Using the example from the README, it doesn’t appear to me that it’s actually executing the function for each evaluation. Am I misunderstanding something?

julia> @benchmark sin(1) evals=1
BenchmarkTools.Trial:
  memory estimate:  0 bytes
  allocs estimate:  0
  --------------
  minimum time:     18.000 ns (0.00% GC)
  median time:      20.000 ns (0.00% GC)
  mean time:        19.785 ns (0.00% GC)
  maximum time:     39.000 ns (0.00% GC)
  --------------
  samples:          10000
  evals/sample:     1

julia> @benchmark sin(1) evals=1000
BenchmarkTools.Trial:
  memory estimate:  0 bytes
  allocs estimate:  0
  --------------
  minimum time:     0.017 ns (0.00% GC)
  median time:      0.020 ns (0.00% GC)
  mean time:        0.020 ns (0.00% GC)
  maximum time:     0.035 ns (0.00% GC)
  --------------
  samples:          10000
  evals/sample:     1000

julia> @benchmark sin(1) evals=1000000
BenchmarkTools.Trial:
  memory estimate:  0 bytes
  allocs estimate:  0
  --------------
  minimum time:     0.001 ns (0.00% GC)
  median time:      0.001 ns (0.00% GC)
  mean time:        0.001 ns (0.00% GC)
  maximum time:     0.001 ns (0.00% GC)
  --------------
  samples:          10000
  evals/sample:     1000000



#2

Benchmarking is often tricky to get right for tiny functions, since Julia is so good at optimizing your code. Times of ~0.01 ns are the result of the compiler replacing your expression with a constant, and you end up benchmarking nothing at all. (1 nanosecond is ~3 CPU clock cycles on a 3 GHz computer, so 0.01 ns is not enough to do anything.)
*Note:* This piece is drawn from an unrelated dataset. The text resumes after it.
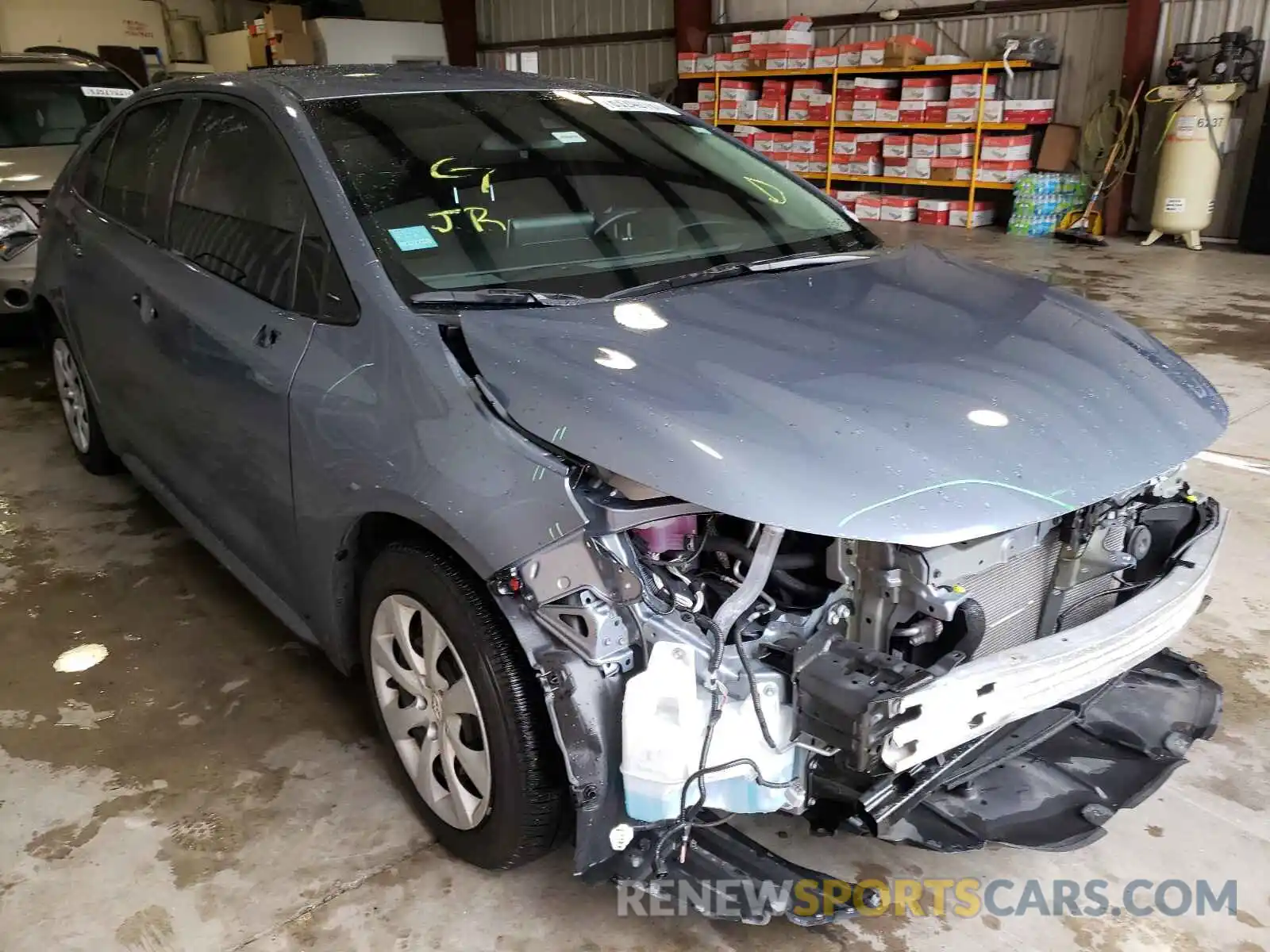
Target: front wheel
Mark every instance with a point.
(78, 410)
(457, 702)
To get around that, I usually try to structure the benchmark expression in such a way that the compiler can’t constant-fold it or cheat in any other way. In the example below, I also chose a vector large enough that the CPU can’t learn the branching behavior.

julia> v = rand(100_000);

julia> a = similar(v);

julia> @btime $a .= sin.($v);
  626.487 μs (0 allocations: 0 bytes)

100k calls in 626 μs equals around 6.26 ns per call to sin (if called through broadcast).

And yes, the example in the BenchmarkTools manual is now broken, and it would be great if they could talk more about these difficulties. Cf. this issue:

8 Likes
#3

Thanks. I had suspected that but thought that because it was being used as an example, BenchmarkTools had some way to disable the optimization. For example, Rust has black_box that forces evaluation.

I’ve created a issue to hopefully avoid future confusion:

1 Like
#4

I think this PR was meant to address that (disabling optimizations), but unfortunately it was never completed.